This package translates AFINN-165 list of english words to new languages. These lists of words can be used to create multilingual sentiment analysis classifiers.
"AFINN is a list of English words rated for valence with an integer between minus five (negative) and plus five (positive)."
More information about the AFINN list: http://www2.imm.dtu.dk/pubdb/views/publication_details.php?id=6010
git clone
# download the english AFINN-165 json file
php download.php
php translate.php [language]
Example:
# Translate AFINN to french
php translate.php fr
Two tsv files will be created in the /data/{LANG} directory
- translated.json - list of unique non-english words
- en-untranslated.tsv - list of english words that could not be translated
Build compiles all .tsv files in /data/{LANG} directory into one single file
it will start with
- translated.tsv
and then go through every other .tsv file in that diretory and merge the lists.
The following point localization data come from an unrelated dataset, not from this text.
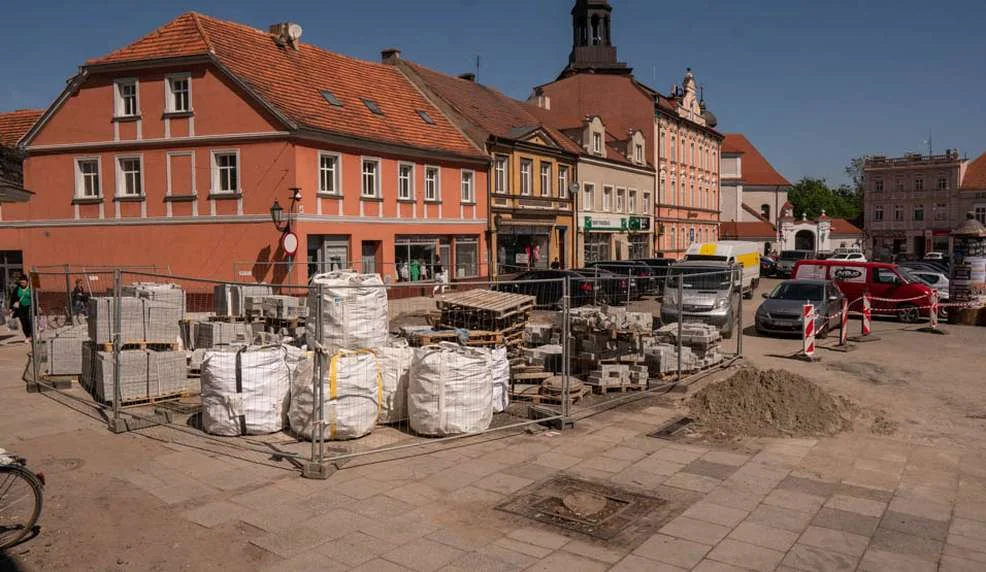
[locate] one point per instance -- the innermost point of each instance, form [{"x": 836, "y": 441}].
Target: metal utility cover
[{"x": 608, "y": 510}]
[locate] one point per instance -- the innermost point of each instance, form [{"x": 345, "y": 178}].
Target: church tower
[{"x": 592, "y": 45}]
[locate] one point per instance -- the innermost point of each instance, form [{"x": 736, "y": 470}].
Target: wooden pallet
[
  {"x": 140, "y": 345},
  {"x": 497, "y": 305},
  {"x": 621, "y": 388}
]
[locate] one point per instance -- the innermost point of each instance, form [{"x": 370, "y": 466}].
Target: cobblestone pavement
[{"x": 143, "y": 501}]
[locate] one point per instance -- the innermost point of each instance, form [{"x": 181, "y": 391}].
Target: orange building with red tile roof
[{"x": 170, "y": 152}]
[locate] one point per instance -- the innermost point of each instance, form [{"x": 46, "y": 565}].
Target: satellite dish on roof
[{"x": 294, "y": 32}]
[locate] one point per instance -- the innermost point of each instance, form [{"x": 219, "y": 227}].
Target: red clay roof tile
[
  {"x": 290, "y": 81},
  {"x": 14, "y": 124},
  {"x": 756, "y": 169},
  {"x": 491, "y": 111},
  {"x": 975, "y": 174}
]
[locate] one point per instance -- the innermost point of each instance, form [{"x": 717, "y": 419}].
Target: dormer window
[
  {"x": 126, "y": 98},
  {"x": 179, "y": 94}
]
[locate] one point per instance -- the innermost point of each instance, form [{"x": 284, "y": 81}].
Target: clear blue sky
[{"x": 811, "y": 83}]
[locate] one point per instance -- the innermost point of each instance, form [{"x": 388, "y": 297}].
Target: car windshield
[
  {"x": 698, "y": 278},
  {"x": 793, "y": 255},
  {"x": 798, "y": 291}
]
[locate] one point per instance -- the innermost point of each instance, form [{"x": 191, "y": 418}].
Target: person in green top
[{"x": 20, "y": 304}]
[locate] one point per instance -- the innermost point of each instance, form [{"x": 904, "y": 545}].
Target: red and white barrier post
[
  {"x": 867, "y": 314},
  {"x": 844, "y": 324},
  {"x": 808, "y": 331}
]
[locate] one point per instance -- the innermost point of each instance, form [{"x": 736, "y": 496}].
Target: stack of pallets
[{"x": 495, "y": 313}]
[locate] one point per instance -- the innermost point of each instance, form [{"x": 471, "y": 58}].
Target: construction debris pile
[{"x": 769, "y": 403}]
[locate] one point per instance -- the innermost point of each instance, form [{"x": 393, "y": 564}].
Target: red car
[{"x": 890, "y": 291}]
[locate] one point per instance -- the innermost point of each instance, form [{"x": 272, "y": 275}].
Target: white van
[{"x": 746, "y": 254}]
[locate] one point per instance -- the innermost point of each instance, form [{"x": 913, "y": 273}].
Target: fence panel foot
[{"x": 320, "y": 471}]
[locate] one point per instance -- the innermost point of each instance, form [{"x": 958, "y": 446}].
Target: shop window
[{"x": 466, "y": 258}]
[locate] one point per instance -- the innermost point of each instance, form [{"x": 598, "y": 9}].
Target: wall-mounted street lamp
[{"x": 282, "y": 221}]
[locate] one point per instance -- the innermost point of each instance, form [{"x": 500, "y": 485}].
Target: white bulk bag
[
  {"x": 450, "y": 390},
  {"x": 395, "y": 368},
  {"x": 501, "y": 380},
  {"x": 354, "y": 311},
  {"x": 244, "y": 392},
  {"x": 351, "y": 396}
]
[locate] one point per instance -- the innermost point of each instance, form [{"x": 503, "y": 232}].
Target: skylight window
[
  {"x": 372, "y": 106},
  {"x": 331, "y": 98}
]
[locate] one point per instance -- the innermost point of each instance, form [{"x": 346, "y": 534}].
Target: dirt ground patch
[{"x": 769, "y": 403}]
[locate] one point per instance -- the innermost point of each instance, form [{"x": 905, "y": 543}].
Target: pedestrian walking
[
  {"x": 441, "y": 277},
  {"x": 20, "y": 305}
]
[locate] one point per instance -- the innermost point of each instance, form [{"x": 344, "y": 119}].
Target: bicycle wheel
[{"x": 20, "y": 504}]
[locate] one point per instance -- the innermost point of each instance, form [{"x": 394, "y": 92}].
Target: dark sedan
[
  {"x": 587, "y": 287},
  {"x": 780, "y": 312}
]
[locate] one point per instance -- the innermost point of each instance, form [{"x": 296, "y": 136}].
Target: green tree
[{"x": 811, "y": 196}]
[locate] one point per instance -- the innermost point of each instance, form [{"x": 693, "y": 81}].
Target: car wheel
[{"x": 908, "y": 313}]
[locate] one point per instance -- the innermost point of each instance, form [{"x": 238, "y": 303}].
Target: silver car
[{"x": 780, "y": 312}]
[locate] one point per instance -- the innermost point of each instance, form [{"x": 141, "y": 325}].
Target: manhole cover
[{"x": 590, "y": 508}]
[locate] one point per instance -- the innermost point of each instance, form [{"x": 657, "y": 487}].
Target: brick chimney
[{"x": 389, "y": 55}]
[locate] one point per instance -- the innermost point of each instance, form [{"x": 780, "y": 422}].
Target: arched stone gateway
[{"x": 804, "y": 240}]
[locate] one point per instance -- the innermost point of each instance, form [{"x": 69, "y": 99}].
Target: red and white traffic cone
[
  {"x": 867, "y": 314},
  {"x": 844, "y": 324},
  {"x": 808, "y": 331}
]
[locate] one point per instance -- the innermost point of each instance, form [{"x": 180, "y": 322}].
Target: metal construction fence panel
[{"x": 349, "y": 364}]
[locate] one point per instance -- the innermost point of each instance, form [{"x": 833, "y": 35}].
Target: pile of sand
[{"x": 771, "y": 403}]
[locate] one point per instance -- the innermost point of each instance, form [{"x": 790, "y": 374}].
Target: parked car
[
  {"x": 709, "y": 294},
  {"x": 853, "y": 256},
  {"x": 735, "y": 253},
  {"x": 639, "y": 270},
  {"x": 891, "y": 291},
  {"x": 781, "y": 310},
  {"x": 768, "y": 266},
  {"x": 586, "y": 287},
  {"x": 659, "y": 267},
  {"x": 787, "y": 259}
]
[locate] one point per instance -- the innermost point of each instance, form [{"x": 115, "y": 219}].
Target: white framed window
[
  {"x": 129, "y": 178},
  {"x": 127, "y": 103},
  {"x": 405, "y": 181},
  {"x": 562, "y": 182},
  {"x": 526, "y": 180},
  {"x": 179, "y": 96},
  {"x": 329, "y": 174},
  {"x": 545, "y": 179},
  {"x": 432, "y": 183},
  {"x": 468, "y": 186},
  {"x": 225, "y": 171},
  {"x": 370, "y": 187},
  {"x": 87, "y": 178},
  {"x": 501, "y": 172}
]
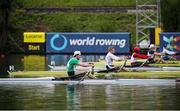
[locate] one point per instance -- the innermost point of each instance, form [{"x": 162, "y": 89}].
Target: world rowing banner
[
  {"x": 170, "y": 42},
  {"x": 87, "y": 42}
]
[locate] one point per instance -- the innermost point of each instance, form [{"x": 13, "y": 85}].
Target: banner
[
  {"x": 170, "y": 41},
  {"x": 34, "y": 47},
  {"x": 34, "y": 37},
  {"x": 87, "y": 42}
]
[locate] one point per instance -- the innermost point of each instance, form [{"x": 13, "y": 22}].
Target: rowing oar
[
  {"x": 142, "y": 64},
  {"x": 123, "y": 65}
]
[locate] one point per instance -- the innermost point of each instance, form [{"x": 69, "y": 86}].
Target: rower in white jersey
[{"x": 110, "y": 57}]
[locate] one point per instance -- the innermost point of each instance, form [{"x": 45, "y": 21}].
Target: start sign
[
  {"x": 34, "y": 37},
  {"x": 34, "y": 47}
]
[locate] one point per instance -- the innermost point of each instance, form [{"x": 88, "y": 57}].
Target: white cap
[
  {"x": 77, "y": 53},
  {"x": 152, "y": 46}
]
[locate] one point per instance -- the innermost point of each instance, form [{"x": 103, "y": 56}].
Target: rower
[
  {"x": 109, "y": 59},
  {"x": 135, "y": 56},
  {"x": 152, "y": 53},
  {"x": 75, "y": 61},
  {"x": 166, "y": 54}
]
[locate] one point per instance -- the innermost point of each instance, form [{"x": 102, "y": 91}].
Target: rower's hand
[{"x": 92, "y": 64}]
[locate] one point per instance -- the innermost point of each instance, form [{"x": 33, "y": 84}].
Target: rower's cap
[
  {"x": 137, "y": 49},
  {"x": 77, "y": 53},
  {"x": 152, "y": 46}
]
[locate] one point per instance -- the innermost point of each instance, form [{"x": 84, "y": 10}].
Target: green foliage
[
  {"x": 170, "y": 15},
  {"x": 64, "y": 3}
]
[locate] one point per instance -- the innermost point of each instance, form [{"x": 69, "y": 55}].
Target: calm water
[
  {"x": 53, "y": 96},
  {"x": 41, "y": 62}
]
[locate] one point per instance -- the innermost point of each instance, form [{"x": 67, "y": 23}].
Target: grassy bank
[
  {"x": 129, "y": 75},
  {"x": 64, "y": 3}
]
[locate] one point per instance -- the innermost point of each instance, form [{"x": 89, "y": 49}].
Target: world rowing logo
[{"x": 58, "y": 42}]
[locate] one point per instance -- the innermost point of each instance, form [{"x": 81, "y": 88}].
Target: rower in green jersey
[{"x": 76, "y": 62}]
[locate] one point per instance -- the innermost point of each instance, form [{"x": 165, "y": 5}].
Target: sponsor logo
[{"x": 55, "y": 39}]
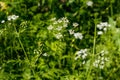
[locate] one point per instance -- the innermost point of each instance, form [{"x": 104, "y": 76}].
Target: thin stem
[
  {"x": 94, "y": 50},
  {"x": 24, "y": 50}
]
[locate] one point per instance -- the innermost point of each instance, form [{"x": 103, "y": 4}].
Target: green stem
[
  {"x": 94, "y": 51},
  {"x": 24, "y": 50}
]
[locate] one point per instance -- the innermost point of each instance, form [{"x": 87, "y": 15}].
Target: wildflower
[
  {"x": 3, "y": 21},
  {"x": 53, "y": 19},
  {"x": 71, "y": 31},
  {"x": 103, "y": 25},
  {"x": 58, "y": 36},
  {"x": 105, "y": 29},
  {"x": 89, "y": 3},
  {"x": 12, "y": 17},
  {"x": 82, "y": 53},
  {"x": 101, "y": 60},
  {"x": 99, "y": 26},
  {"x": 99, "y": 32},
  {"x": 50, "y": 27},
  {"x": 78, "y": 35},
  {"x": 75, "y": 24},
  {"x": 45, "y": 54},
  {"x": 59, "y": 28}
]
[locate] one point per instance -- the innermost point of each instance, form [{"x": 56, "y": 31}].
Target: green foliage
[{"x": 59, "y": 40}]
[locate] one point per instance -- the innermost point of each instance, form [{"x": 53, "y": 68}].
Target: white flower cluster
[
  {"x": 9, "y": 18},
  {"x": 89, "y": 3},
  {"x": 101, "y": 60},
  {"x": 102, "y": 27},
  {"x": 12, "y": 17},
  {"x": 58, "y": 26},
  {"x": 81, "y": 54},
  {"x": 3, "y": 21}
]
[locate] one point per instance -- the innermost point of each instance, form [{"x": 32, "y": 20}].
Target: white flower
[
  {"x": 89, "y": 3},
  {"x": 58, "y": 36},
  {"x": 71, "y": 31},
  {"x": 99, "y": 32},
  {"x": 75, "y": 24},
  {"x": 50, "y": 27},
  {"x": 3, "y": 21},
  {"x": 12, "y": 17},
  {"x": 78, "y": 35}
]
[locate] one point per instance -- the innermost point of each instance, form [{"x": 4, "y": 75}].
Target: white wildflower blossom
[
  {"x": 78, "y": 35},
  {"x": 75, "y": 24},
  {"x": 89, "y": 3},
  {"x": 3, "y": 21},
  {"x": 99, "y": 32}
]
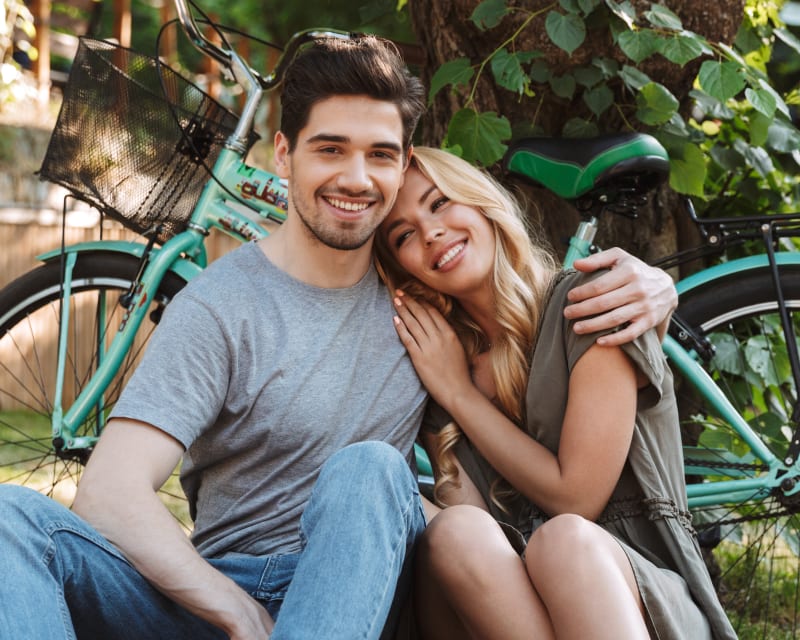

If a word exists in several files the weight will be overwritten with the weight of the last occurrance of the word.
Example:
# Merge all .tsv files into one
php build.php no
The compiled files can be found in /data/{lang}/build/{lang}.tsv
Running the watcher will recompile the final .tsv file every time one of the files in /data/{LANG} is updated. This is useful is you are curating lists, and using the compiled .tsv in a classifier while testing.
Example:
# Watch for changes in .tsv and recompile
php watch.php no